2009 starts out in the middle of an unprecedented worldwide depression. On the day when I wrote this column, the United States for the first time ever adopted a zero rate policy, effective immediately. At the same time, the Federal Reserve Bank (FRB) announced that it was considering purchasing long-term national bonds and implementing other "quantitative easing" measures to increase the amount of capital available to the market. The FRB made it clear that it would use all possible measures to put a stop to the economic slide, to try and turn the situation around and stabilize prices.

In response to this, the Japanese interest rates did an about-face, and the yen exchange rate versus the U.S. dollar rapidly went to 88.63 and crossed the 87 yen line at about 4 a.m. on December 18, Japan time. According to the news, a rate of 86 yen on the New York market also was within view.

The Obama government which will be inaugurated in January is preparing large-scale economic recovery measures on the order of several hundred billion dollars. Under the banner of these financial measures, it is hoped that initiatives for stimulating demand, strengthening the financial institutions, and shoring up the housing market will gain traction. The question of when the U.S. economy will rise out of this deep trough has a direct bearing on the economic situation of the world at large. Intensified international cooperation is urgently needed to lift the market and head towards a speedy recovery.

In any case, the U.S. has taken the first steps to provide an economic boost. Once these manifest themselves in increased consumer demand, the effect will be felt in Japan as a major exporting economy as well. However, the rapid rise in the value of the yen is bound to put a damper on things, which is why a complete economic recovery in Japan may not happen before the year 2011 and beyond.

It is clear that 2009 will present a difficult challenge. The three-year stretch from now until 2011 will be the “positive” period. Under these demanding conditions, an aggressive management approach is the only way to survive. It is indeed the time for an “animal” approach to business.

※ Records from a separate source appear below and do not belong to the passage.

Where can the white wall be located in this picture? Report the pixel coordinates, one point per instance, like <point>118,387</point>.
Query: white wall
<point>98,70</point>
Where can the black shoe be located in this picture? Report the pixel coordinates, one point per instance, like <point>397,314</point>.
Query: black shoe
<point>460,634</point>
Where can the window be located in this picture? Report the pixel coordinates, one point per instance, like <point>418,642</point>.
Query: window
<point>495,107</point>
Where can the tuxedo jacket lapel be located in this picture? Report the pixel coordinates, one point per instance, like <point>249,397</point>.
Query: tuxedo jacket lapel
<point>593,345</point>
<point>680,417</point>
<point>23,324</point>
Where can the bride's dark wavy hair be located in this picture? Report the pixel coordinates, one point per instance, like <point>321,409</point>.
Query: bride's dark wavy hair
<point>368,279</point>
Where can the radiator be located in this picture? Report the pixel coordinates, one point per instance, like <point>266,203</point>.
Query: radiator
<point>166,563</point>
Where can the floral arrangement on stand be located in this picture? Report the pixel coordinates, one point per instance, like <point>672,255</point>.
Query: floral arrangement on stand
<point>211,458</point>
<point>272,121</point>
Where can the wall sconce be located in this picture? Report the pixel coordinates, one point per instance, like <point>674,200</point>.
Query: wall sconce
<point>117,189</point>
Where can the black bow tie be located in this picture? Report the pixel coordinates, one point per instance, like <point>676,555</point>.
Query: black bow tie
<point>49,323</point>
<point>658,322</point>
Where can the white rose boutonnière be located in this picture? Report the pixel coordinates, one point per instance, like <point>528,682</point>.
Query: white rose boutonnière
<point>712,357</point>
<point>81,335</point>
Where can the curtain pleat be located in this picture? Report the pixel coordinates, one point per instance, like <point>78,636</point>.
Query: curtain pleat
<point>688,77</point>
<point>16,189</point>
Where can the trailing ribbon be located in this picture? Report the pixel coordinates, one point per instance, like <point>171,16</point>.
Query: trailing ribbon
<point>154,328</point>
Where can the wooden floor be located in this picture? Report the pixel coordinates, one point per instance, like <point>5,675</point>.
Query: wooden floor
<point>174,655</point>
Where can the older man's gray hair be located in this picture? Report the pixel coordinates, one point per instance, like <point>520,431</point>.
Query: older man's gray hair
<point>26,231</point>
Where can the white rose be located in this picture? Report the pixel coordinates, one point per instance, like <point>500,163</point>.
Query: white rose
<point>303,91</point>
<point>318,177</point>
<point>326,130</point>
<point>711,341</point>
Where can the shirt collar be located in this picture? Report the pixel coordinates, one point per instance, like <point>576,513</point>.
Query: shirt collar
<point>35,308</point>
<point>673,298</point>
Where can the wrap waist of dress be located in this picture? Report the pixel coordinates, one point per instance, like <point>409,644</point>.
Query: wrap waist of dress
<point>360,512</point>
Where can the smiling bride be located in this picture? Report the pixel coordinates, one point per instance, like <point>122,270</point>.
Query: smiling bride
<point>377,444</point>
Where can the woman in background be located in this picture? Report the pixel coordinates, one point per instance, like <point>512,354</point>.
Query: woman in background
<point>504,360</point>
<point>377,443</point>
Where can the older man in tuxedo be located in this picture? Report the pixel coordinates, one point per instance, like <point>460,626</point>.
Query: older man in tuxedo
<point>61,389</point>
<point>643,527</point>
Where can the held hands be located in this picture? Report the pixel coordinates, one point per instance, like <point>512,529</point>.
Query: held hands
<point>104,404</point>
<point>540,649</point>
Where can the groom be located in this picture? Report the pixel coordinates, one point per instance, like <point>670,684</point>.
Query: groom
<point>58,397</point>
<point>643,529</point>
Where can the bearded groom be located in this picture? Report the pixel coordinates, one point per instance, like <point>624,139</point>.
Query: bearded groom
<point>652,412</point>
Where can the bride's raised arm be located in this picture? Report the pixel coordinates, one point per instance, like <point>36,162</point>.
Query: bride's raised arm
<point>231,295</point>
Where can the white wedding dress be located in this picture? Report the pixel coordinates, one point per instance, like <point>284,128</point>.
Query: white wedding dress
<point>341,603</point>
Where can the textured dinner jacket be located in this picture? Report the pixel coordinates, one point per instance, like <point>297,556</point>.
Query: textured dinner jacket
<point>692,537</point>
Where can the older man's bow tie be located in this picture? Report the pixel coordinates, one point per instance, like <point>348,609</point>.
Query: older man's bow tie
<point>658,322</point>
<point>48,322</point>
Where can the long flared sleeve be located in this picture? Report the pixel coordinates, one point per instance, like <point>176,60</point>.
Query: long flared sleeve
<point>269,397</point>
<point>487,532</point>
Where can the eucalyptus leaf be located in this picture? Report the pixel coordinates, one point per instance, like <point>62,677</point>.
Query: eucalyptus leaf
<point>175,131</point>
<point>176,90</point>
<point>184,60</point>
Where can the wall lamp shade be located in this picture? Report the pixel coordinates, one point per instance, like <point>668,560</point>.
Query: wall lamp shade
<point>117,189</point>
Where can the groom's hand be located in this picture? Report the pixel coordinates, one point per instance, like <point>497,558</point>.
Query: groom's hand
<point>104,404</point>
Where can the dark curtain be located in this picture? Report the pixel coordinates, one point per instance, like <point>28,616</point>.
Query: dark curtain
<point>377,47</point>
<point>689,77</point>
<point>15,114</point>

Even export-oriented businesses must look towards strengthening internal demand these days. To boost domestic marketing, that is the order of the day. The consumers still have the money. But their concern with security and reassurance naturally tends to curb spending, and it also makes people choose their purchase patterns more carefully. As a result, people will of course only want to buy things that they consider really necessary and good for themselves. The absolute turnover volume will decrease, and statistic indicators therefore will show an overall drop in consumption. But these figures also comprise macro factors that do not necessarily represent the latent desire in consumers to make their life more enjoyable. Spending money for aims such as strengthening family bonds and increasing contentment on a personal scale very likely is still considered special.

More and more people will opt to give up an overseas holiday in favor of things such as enjoying Blu-ray movies at home with the family. As more time is being spent in the home, home entertainment becomes increasingly important, and home theater is a case in point. The idea of the "two-way theater" is most viable in this regard. However, as fewer people tend to come to the stores on their own volition these days, the vendors must take the animal approach. This means that they must go and actively seek out the customers, or they must organize events that are attractive enough to bring the customers to them and create the right opportunity to close a sale.

In this economic climate, it is vital for businesses to know the situation of their customers in detail. Rather than merely exchanging new year greetings, the industry as a whole must actively get involved in actually making it a good year.